É difícil esquecer que tem concreto no concreto. No centro na XV na janela do meu quarto da cozinha na cabeça da vizinha. Sete e meia da noite. Algumas lojas da rua mais famosa resistem abertas. Não é fim nem começo de mês, mas elas insistem já quando quase noite com as portas erguidas e promoções com parcelas baratas pra você ser mais brega ou mais estiloso. Eu sou brega de sentimentos. Porque hoje amar é arriscado e eu ainda insisto. Minhas portas estão fechadas às sete e meia da noite e vão demorar pra abrirem outra vez. Se abrirem...

É difícil esquecer que tem concreto no concreto. No centro na XV na calçada em volta da planta no meio do chão na vitrine na pipoca no céu. Céu que eu resolvo caminhar mais lentamente pra ver. Quase tropeço num copo de plástico cheio de algum líquido amarelo fluorescente produzido pela rede de comida rápida pra você comer rápido e voltar rápido pro trabalho e olhar rapidamente para o céu que eu resolvi ver demorado. Eu caminhando pela rua mais famosa já nem tão movimentada às sete e meia noite fui mais devagar. Arrisquei tirar os olhos da frente da cara e colocar em cima da cabeça.

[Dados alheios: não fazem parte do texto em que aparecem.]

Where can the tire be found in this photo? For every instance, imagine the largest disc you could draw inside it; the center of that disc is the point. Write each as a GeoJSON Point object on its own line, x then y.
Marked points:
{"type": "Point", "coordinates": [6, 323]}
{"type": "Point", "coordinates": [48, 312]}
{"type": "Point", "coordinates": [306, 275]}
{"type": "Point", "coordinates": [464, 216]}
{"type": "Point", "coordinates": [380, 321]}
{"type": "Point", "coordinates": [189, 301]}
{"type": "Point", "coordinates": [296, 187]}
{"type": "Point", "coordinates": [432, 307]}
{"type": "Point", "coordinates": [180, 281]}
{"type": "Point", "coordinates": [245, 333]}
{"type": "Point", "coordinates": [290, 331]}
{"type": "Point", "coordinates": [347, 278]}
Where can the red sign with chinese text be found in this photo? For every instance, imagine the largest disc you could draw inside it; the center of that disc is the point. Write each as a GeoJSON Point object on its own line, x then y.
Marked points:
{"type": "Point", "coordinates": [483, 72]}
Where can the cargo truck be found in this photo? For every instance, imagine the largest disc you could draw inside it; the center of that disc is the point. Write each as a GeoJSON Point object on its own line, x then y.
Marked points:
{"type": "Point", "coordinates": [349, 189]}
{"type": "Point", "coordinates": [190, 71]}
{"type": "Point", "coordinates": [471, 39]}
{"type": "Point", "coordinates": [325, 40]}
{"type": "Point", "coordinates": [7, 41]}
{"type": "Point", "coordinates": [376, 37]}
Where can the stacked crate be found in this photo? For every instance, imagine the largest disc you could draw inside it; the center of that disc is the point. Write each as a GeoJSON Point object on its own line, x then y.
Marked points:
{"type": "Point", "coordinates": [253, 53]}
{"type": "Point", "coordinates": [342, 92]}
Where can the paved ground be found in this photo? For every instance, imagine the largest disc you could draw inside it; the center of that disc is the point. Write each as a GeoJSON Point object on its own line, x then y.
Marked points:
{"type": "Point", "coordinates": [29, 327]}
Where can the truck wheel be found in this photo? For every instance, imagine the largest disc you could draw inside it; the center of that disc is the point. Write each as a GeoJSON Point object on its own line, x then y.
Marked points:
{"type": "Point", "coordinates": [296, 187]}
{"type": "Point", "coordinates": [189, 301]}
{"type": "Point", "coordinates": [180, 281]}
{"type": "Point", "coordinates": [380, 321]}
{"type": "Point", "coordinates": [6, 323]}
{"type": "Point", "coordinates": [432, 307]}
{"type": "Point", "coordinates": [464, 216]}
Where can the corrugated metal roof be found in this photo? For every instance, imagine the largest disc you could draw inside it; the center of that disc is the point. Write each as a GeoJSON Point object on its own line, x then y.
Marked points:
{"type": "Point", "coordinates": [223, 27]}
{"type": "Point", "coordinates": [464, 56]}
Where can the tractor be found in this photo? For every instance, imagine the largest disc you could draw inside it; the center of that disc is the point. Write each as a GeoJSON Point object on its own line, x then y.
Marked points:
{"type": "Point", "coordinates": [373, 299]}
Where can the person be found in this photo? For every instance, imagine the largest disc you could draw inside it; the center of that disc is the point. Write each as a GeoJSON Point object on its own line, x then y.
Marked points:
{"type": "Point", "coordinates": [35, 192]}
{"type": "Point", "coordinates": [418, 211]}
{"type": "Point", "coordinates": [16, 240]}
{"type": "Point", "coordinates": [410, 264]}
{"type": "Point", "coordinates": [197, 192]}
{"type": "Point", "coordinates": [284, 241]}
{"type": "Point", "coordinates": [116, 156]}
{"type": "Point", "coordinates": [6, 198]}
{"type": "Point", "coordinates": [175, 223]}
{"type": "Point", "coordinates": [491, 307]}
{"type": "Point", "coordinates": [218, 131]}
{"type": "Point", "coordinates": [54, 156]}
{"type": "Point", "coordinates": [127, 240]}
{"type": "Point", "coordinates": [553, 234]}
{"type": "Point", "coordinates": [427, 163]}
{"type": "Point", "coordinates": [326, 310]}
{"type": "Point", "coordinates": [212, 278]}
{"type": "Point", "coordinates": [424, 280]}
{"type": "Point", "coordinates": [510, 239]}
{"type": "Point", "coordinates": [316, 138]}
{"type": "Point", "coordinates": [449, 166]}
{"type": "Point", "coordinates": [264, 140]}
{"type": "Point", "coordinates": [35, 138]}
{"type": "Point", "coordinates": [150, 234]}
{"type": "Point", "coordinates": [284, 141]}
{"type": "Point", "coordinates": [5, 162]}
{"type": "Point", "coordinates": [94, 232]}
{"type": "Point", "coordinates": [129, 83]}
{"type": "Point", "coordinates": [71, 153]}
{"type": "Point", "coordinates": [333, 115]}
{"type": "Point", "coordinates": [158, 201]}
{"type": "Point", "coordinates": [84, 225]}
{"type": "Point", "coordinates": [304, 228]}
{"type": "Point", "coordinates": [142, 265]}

É difícil esquecer que tem concreto no concreto. Mas eu quase esqueci quando no meio – na medianera – das pontas dos prédios que ficam às margens das pretas e brancas pedras eu vi o céu. Composto de azul escuro iluminado com nuvens brancas de marrom redondas e macias. É difícil esquecer que tem concreto no concreto. Mas eu até esqueci. E só olhei sorrindo de boca fechada. Passei da esquina que deveria ter virado e só então percebi que enquanto olhei sorrindo de boca fechada com os olhos em cima da cabeça, me olharam com bocas redondas e olhos nas têmporas.

Pouco mais de sete e meia da noite. Algumas lojas da rua mais famosa ainda estão abertas. Minhas portas estão fechadas às sete e meia da noite e um pouco depois também. Vão demorar pra abrirem outra vez. Se abrirem.